WASHINGTON — Israeli Prime Minister Benjamin Netanyahu on Sunday equated his determined campaign to win the freedom of convicted spy Jonathan Jay Pollard with U.S. efforts to get back American soldiers missing in action.
In what amounted to a plea on Pollard's behalf to an American television audience, Netanyahu said on NBC-TV's "Meet the Press" that he hoped "the sense of mercy will prevail."
Pollard was a civilian intelligence analyst for the U.S. Navy when he was arrested 13 years ago and convicted of passing American intelligence secrets to Israel.
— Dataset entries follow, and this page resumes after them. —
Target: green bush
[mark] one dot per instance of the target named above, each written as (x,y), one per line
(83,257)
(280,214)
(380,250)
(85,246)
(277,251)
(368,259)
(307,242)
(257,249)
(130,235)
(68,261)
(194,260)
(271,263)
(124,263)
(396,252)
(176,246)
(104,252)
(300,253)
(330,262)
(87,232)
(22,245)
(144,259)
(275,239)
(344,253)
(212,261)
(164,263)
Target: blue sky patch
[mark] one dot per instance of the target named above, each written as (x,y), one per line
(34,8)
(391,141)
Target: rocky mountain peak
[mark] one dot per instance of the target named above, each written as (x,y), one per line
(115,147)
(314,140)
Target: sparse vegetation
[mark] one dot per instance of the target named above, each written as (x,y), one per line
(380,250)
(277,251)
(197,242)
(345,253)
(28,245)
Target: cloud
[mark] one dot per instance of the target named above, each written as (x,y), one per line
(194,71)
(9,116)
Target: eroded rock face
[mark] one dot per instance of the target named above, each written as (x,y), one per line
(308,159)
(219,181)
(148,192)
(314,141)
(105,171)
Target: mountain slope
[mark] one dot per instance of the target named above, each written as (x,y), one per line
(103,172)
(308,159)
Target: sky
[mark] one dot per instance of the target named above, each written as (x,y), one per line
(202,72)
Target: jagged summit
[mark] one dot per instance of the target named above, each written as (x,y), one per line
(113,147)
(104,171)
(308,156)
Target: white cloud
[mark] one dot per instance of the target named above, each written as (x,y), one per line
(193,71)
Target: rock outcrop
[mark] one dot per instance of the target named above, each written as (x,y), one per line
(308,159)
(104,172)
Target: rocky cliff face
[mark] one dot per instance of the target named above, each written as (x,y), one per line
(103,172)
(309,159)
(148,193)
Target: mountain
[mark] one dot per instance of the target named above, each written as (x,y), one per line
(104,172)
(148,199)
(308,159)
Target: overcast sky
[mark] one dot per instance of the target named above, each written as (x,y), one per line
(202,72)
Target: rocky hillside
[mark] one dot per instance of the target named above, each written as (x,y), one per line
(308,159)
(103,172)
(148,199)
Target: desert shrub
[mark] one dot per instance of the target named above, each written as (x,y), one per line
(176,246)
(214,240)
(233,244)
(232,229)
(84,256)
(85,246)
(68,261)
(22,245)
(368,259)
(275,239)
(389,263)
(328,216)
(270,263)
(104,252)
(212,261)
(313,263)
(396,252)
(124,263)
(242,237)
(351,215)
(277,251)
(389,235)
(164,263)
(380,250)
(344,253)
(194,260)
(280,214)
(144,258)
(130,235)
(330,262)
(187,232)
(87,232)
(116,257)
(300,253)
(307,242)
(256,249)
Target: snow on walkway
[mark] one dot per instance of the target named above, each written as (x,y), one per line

On Friday, Netanyahu held up his final approval of the deal reached with the Palestinians at the Wye Plantation summit while he tried unsuccessfully to persuade President Clinton to agree to Pollard's release.
"I saw with admiration the way you [Americans] strove over many years to find every MIA, to get the people who served or worked on behalf of or fought on behalf of the United States or even spied on behalf of the United States, to get them home," the Israeli prime minister explained.
When Pollard was arrested, by contrast, Israeli officials portrayed him as a rogue agent operating outside official channels.
Netanyahu finally agreed to sign last week's interim peace agreement after Clinton said he would review the Pollard case. The Israeli prime minister said in the NBC interview that he did not raise the case at the last moment but had brought it up "some time ago."
Top Clinton advisors emphasized Sunday that the president had made no promises to the Israelis about Pollard's release.